The nurse suspects an elderly client has been the victim of abuse. The client denies abuse and declines assistance. The nurse's next action should be to:
- A. do nothing; the client has the right to refuse treatment.
- B. report the incident to the police.
- C. arrange an appointment with the client's next of kin.
- D. educate the client about available services.
Correct Answer: D
Rationale: Although clients do have the right to refuse treatment, the nurse should remain nonjudgmental and inform the client of available services. Frequently elders are not aware of existing programs.
In performing a psychosocial assessment, the nurse begins by asking questions that encourage the client to describe problematic behaviors and situations. The next step is to elicit the client's:
- A. feelings about what has been described
- B. thoughts about what has been described
- C. possible solutions to the problem
- D. intent in sharing the description
Correct Answer: B
Rationale: Eliciting the client's thoughts after describing issues provides insight into their perspective and interpretation, guiding further assessment. Feelings and solutions come later.
An elderly client denies that abuse is occurring.

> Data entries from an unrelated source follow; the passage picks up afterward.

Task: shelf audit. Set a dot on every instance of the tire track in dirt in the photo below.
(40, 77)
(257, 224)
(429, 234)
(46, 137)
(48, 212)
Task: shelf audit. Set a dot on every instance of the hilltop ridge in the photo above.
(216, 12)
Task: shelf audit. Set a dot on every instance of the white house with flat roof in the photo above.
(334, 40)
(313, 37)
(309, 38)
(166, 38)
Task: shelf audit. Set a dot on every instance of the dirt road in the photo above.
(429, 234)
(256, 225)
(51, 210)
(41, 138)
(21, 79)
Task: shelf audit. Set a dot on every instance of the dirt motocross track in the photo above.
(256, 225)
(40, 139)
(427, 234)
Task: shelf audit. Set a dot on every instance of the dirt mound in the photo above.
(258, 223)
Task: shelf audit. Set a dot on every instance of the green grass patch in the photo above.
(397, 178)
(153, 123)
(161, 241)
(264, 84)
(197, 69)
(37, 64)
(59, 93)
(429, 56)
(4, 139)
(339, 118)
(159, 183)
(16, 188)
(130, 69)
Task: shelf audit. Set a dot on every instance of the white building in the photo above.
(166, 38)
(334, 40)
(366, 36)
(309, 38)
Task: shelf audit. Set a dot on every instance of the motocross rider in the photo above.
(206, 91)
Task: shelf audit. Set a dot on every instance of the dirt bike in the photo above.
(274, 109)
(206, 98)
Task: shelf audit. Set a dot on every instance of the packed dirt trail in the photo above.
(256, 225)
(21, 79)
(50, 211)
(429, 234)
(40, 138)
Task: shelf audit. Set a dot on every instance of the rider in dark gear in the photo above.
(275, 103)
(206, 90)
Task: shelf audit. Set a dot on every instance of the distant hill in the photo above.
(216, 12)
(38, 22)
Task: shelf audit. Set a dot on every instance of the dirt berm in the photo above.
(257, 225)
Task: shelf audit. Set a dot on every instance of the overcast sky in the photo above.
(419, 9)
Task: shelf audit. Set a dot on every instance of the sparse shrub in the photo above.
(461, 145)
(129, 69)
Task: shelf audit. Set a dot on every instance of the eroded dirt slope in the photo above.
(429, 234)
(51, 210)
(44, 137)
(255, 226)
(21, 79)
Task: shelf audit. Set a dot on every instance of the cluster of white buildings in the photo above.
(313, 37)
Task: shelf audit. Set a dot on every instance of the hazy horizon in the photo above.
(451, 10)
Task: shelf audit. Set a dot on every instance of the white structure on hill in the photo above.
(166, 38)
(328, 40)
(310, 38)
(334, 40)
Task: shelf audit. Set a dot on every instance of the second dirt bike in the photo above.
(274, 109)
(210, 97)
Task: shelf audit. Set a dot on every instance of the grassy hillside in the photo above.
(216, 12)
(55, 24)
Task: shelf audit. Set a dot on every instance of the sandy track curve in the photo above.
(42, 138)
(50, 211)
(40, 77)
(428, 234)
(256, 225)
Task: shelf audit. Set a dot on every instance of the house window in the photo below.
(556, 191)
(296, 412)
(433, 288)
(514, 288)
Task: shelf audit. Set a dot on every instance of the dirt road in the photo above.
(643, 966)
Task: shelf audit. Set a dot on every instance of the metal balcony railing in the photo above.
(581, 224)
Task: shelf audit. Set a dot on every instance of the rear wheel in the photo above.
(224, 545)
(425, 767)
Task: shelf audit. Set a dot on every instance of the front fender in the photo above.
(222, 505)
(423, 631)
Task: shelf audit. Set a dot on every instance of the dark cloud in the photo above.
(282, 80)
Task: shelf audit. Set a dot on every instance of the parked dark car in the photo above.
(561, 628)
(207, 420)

Which of the following factors could be a barrier for the client to admit being a victim?
- A. knowledge that elder abuse is rare
- B. personal belief that abuse is deserved
- C. lack of developmentally appropriate screening tools
- D. fear of reprisal or further violence if the incident is reported
Correct Answer: D
Rationale: Barriers to reporting elder abuse include victim shame, fear of reprisals, fear of loss of caregiver, and lack of knowledge of agencies that provide services. Many elders fear that reporting abuse results in their placement in long-term care because the current caregiver is the abuser.
After the client discusses her relationship with her father, the nurse says, 'Tell me whether I am understanding your relationship with your father. You feel dominated and controlled by him?' This is an example of:
- A. verbalizing the implied.
- B. seeking consensual validation.
- C. encouraging evaluation.
- D. suggesting collaboration.
Correct Answer: B
Rationale: Consensual validation is a technique used to check one's understanding of what the client has said. Consensual validation is the process by which people come to agreement about the meaning and significance of specific symbols. Through this experience, individuals develop the ability to relate effectively.